Leaders must also be aware of the cognitive and psychological shortcomings, situational factors, and social and organizational influences that can cause people to make irrational and self-defeating decisions in all areas of their lives. It turns out that leaders can use psychological knowledge to nudge employees to act more ethically.
So, Leaders should keep in mind:
• People are more likely to steal from their firms or mistreat their firms’ customers if they feel as though they themselves have been mistreated. So treating employees fairly is an extremely critical part of cultivating an ethical workforce. Leaders must explain the reasons for taking the actions that they take, for that helps employees accept decisions even if they disagree with them.
• Also, studies show that employees are more likely to act unethically if they are exhausted, so to overwork employees is to court disaster.
• Relatedly, people tend to act less ethically if they are under acute time pressure, so this is another reason to be reasonable in placing demands upon employees. Professors Margolis and Molinsky studied several organizations and found that some wisely built into their processes times for pauses and second looks.
• Remember, employees naturally focus upon goals that are set for them by superiors. If unrealistic goals are set, especially those that carry punishments for failing to meet them or extravagant rewards for exceeding them, then employees will tend to lose focus on the ethical aspects of their actions. They will concentrate entirely on meeting the goal. Realistic goals and moderate rewards for meeting them are a good combination.

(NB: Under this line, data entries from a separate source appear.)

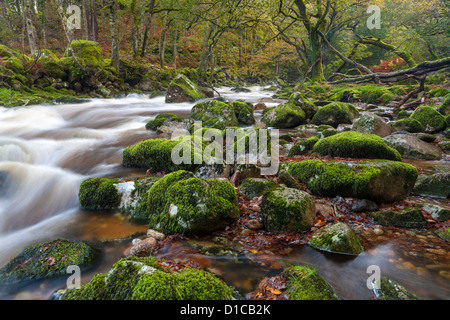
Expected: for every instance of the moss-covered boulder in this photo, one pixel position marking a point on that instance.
(336, 237)
(408, 218)
(47, 260)
(256, 187)
(407, 124)
(181, 89)
(159, 120)
(335, 113)
(287, 210)
(302, 147)
(284, 116)
(380, 181)
(356, 145)
(387, 289)
(303, 283)
(412, 147)
(145, 278)
(183, 203)
(371, 123)
(215, 114)
(156, 155)
(244, 112)
(300, 100)
(430, 118)
(99, 194)
(436, 185)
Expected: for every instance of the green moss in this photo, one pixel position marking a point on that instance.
(334, 114)
(303, 146)
(431, 120)
(256, 187)
(383, 181)
(356, 145)
(47, 260)
(408, 124)
(284, 116)
(303, 283)
(215, 114)
(287, 210)
(182, 203)
(159, 120)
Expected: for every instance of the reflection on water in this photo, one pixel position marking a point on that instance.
(47, 151)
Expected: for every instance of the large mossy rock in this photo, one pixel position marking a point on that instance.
(156, 155)
(183, 203)
(374, 124)
(356, 145)
(303, 283)
(407, 218)
(378, 180)
(336, 237)
(412, 147)
(335, 113)
(436, 185)
(387, 289)
(256, 187)
(287, 210)
(284, 116)
(181, 89)
(47, 260)
(144, 278)
(215, 114)
(431, 120)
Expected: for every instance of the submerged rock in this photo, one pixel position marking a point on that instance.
(287, 210)
(303, 283)
(182, 203)
(387, 289)
(412, 147)
(145, 278)
(356, 145)
(407, 218)
(381, 181)
(47, 260)
(336, 237)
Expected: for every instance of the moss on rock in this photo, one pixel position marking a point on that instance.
(356, 145)
(47, 260)
(335, 113)
(336, 237)
(182, 203)
(380, 181)
(303, 283)
(287, 210)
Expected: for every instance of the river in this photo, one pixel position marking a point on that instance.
(46, 151)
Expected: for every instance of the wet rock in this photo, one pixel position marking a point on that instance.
(287, 210)
(256, 187)
(436, 185)
(379, 181)
(364, 206)
(47, 260)
(387, 289)
(181, 89)
(143, 248)
(371, 123)
(412, 147)
(409, 218)
(336, 237)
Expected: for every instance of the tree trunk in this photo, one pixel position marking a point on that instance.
(31, 31)
(115, 59)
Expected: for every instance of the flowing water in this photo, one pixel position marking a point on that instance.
(47, 151)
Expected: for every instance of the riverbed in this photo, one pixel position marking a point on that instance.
(47, 151)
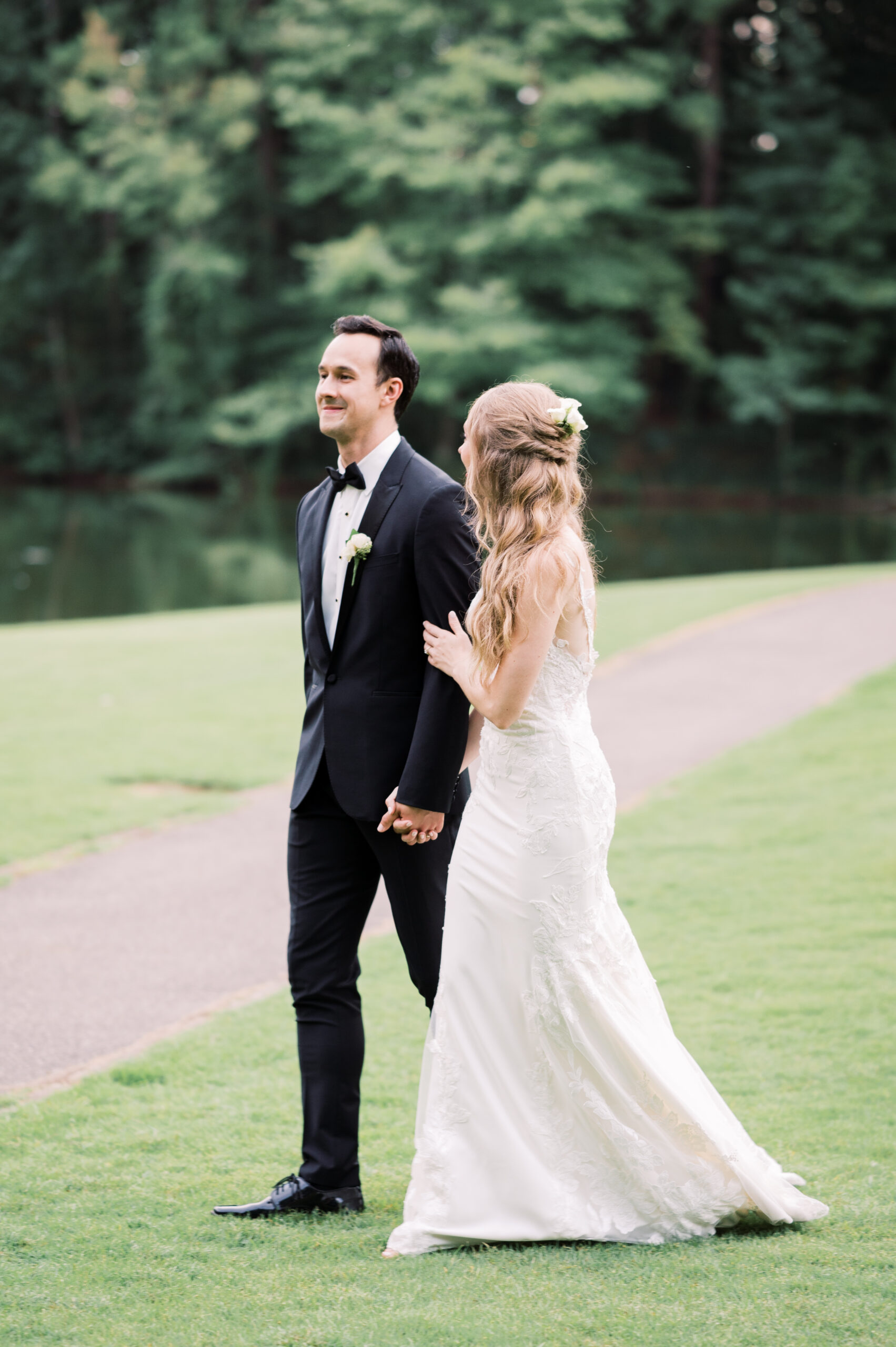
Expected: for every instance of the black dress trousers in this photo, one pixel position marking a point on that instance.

• You may not have considered this, but the evidence is clear that people are more likely to act unethically if they find themselves in a dirty or cluttered workplace or if they find themselves in a dimly lit space. Cleanliness and good lighting can go a long way toward fostering ethical behavior.
• Finally, studies show that employees will tend to act more ethically if they are frequently reminded of the importance to the firm of living up to its espoused values. Effective leaders create legends that illustrate commitment to the firm’s culture. For decades, accounting firm Arthur Andersen was the most admired accounting firm in the world, in part because of its employees’ belief in the origin story of how founder Arthur Andersen told a large client that there was “not enough money in Chicago” to induce him to fudge the numbers. Unfortunately, the leaders of Andersen forgot this lesson and started emphasizing revenue over character, which is why the firm no longer exists.
While there is no single correct way to create and foster an ethical organizational culture, committed leaders will benefit by keeping these points in mind, and by remembering that all their actions send messages.”